Research On Testing Technology Of Binary Program Based On Coverage Of Critical Path

Followed by the coming of the information era, the computer software has been widely used in all the aspects of the social lives. With that the software security vulnerabilities has bring all kinds of threads. Binary code, as the ultimate manifestation of the software, is the best method of searching software security. As far as the poor depth, accuracy and taint analyses of today?s binary vulnerability research, it is meaningful to search for the fine-grained taint analysis and to deepen the binary test method.The thesis begins in the conclusion of the current method and tools on binary vulnerability analysis and then compares the advantages and disadvantages. On the basis of this, the thesis presents the binary program test methods by detecting the coverage of critical path. The innovations are listed as follow: To get the affection on execution path by program input, the thesis searches and designs a fine-grained dynamic taint analysis. Combining with critical branch back taint analysis, the accuracy of key atom location has improved. It is solved to mapping the program input with the execution path in a quick way. The thesis designs the path choosing algorithm based on critical path coverage. In this way, it solves the inefficiency and path explosion. In addition, the thesis searches the choosing path algorithm bsed on covering critical path. This algorithm is on the basis of domain convergence by abopting the rounds iteration to approximate the sink point. It builds up the rapid analysis and exploring on critical path and reaches the rapid convergence on the path assembly domain to arrive the certain critical area.

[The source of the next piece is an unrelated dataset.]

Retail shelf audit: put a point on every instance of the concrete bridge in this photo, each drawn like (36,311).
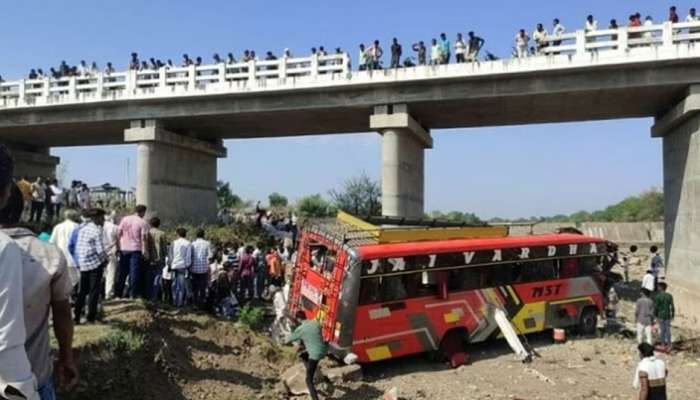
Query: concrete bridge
(179,116)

That includes elimination of unreachable points, reduction on related points and recycling. It can rise the efficient path inducing.The thesis designs and builds a automatic binary program vulnerabilities exploring system symFuzz. The feature tests and comparison tests are made. The test on symFuzz shows it can increase the rate of coverage of the critical area and the rate between examples and exceptions. It has already found bugs such as null points and segment faults in swfdump and swfdump. The method of vulnerability detection is available.